Posted by Benjamin Gray on May 27, 2008
The last of the service packs for Windows XP (SP3) was released to manufacturing last month and to the Web on May 6 after a delay to fix compatibility with Dynamics Retail Management System (RMS). SP3 contains the usual rollup of all the fixes and patches along with several (mainly security) enhancements including black hole router detection and network access protection (NAP). Don’t expect any new features or new versions of Internet Explorer or Media Player, however, given that Microsoft has turned its focus to Windows Vista and subsequently "Windows 7."
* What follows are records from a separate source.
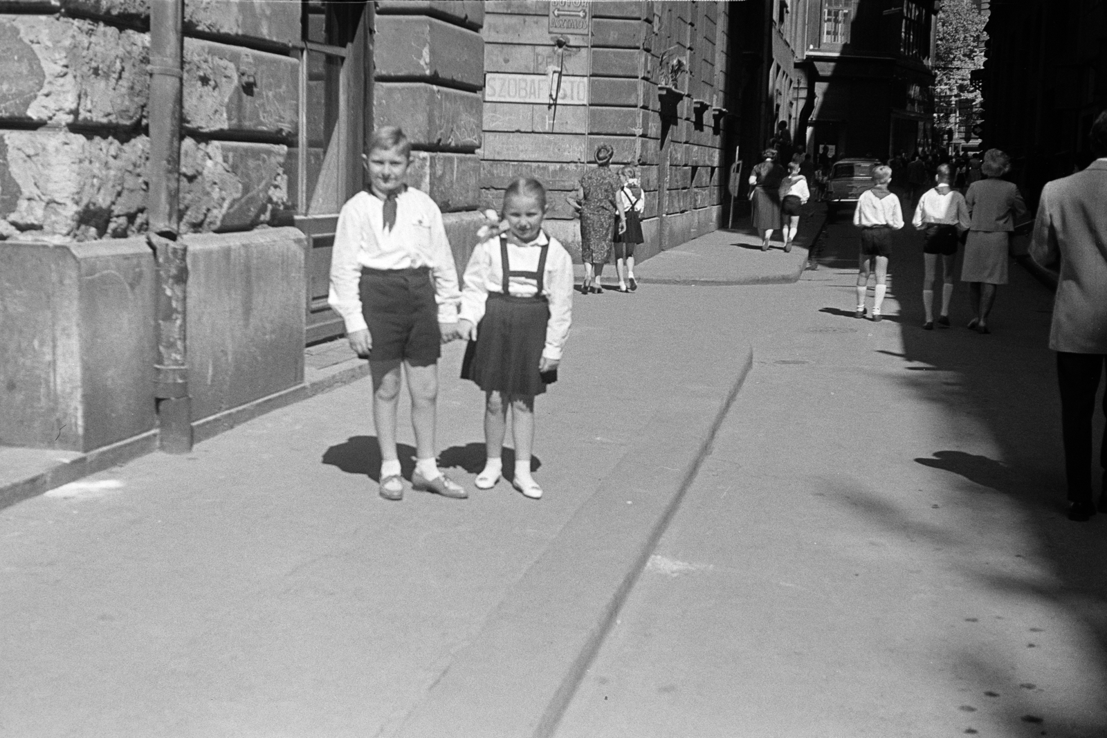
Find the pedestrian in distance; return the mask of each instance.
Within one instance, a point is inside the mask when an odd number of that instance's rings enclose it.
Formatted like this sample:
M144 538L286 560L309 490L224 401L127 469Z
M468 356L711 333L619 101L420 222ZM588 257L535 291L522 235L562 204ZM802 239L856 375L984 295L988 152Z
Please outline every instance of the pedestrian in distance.
M1049 349L1057 353L1068 518L1077 521L1096 513L1092 418L1107 365L1107 111L1093 123L1089 138L1099 158L1083 171L1045 186L1031 242L1034 260L1059 271ZM1107 415L1107 397L1103 412ZM1107 436L1099 449L1099 512L1107 512Z
M404 184L411 143L403 131L377 128L362 159L370 186L339 214L328 302L342 316L350 346L369 360L380 495L386 500L404 495L396 451L403 372L415 432L412 488L465 498L465 489L435 460L437 362L441 344L457 335L461 299L442 212L426 194Z
M942 262L942 312L938 324L950 326L950 301L953 298L953 264L956 261L960 235L969 230L969 207L961 193L950 186L952 171L949 164L938 165L935 185L919 199L911 225L924 231L922 247L924 273L922 278L922 305L927 320L922 328L934 330L934 272Z
M619 188L619 205L622 207L627 227L615 233L615 273L619 274L619 291L634 292L638 280L634 279L634 247L642 243L642 211L645 210L642 183L638 171L632 166L619 170L622 187Z
M611 257L613 238L627 228L619 189L622 180L611 170L614 149L602 144L596 149L596 168L580 178L569 205L580 215L580 259L584 262L581 294L603 294L600 278Z
M754 230L762 237L762 251L768 251L773 231L780 227L780 181L784 167L776 163L776 149L766 148L762 163L749 173L749 201Z
M788 164L788 176L780 180L780 188L778 190L785 253L792 251L792 242L799 231L800 212L807 200L811 197L811 193L807 187L807 177L799 174L799 163L795 160Z
M503 476L501 451L511 410L515 476L511 485L530 499L542 488L530 474L535 396L557 381L572 322L572 258L542 230L546 188L519 178L504 193L507 232L482 241L465 269L458 335L469 344L462 378L485 392L485 467L477 489Z
M880 308L888 292L888 257L892 252L892 231L903 227L903 210L899 198L889 189L892 180L891 167L880 165L872 168L873 187L861 193L853 211L853 225L861 229L861 249L857 268L857 318L865 318L865 295L869 289L869 273L876 272L877 287L873 291L873 322L882 319Z
M971 225L961 281L969 282L973 315L969 328L977 333L991 333L987 319L995 304L995 291L1007 283L1011 232L1026 217L1026 202L1018 187L1003 179L1010 170L1011 158L997 148L990 148L981 165L984 179L971 184L965 193Z

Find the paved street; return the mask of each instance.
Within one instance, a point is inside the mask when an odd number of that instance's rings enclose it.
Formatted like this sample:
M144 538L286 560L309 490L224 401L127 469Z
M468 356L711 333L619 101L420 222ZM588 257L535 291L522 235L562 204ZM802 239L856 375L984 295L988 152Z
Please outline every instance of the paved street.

As with any SP release, the Microsoft support forums were immediately flooded with some irate consumers. The most consistent complaint was of endless reboot cycles on AMD-powered machines. This error was quickly traced back to mistakes made on the part of HP that have still not been resolved. However, the majority of consumers and businesses alike should expect a non-event in upgrading.
What does this mean for IT ops professionals? It’s a no-brainer to make this relatively painless upgrade -- especially since independent studies are touting that SP3 adds up to a 10% performance boost in some applications and buys you support from Microsoft through April 2014. Quite honestly, we haven’t heard much from our user clients about SP3. We can’t help but assume it’s because the real focus has shifted to either Windows Vista or Windows 7, but it can also be attributed to the fact that this upgrade is essentially a non-event for most organizations.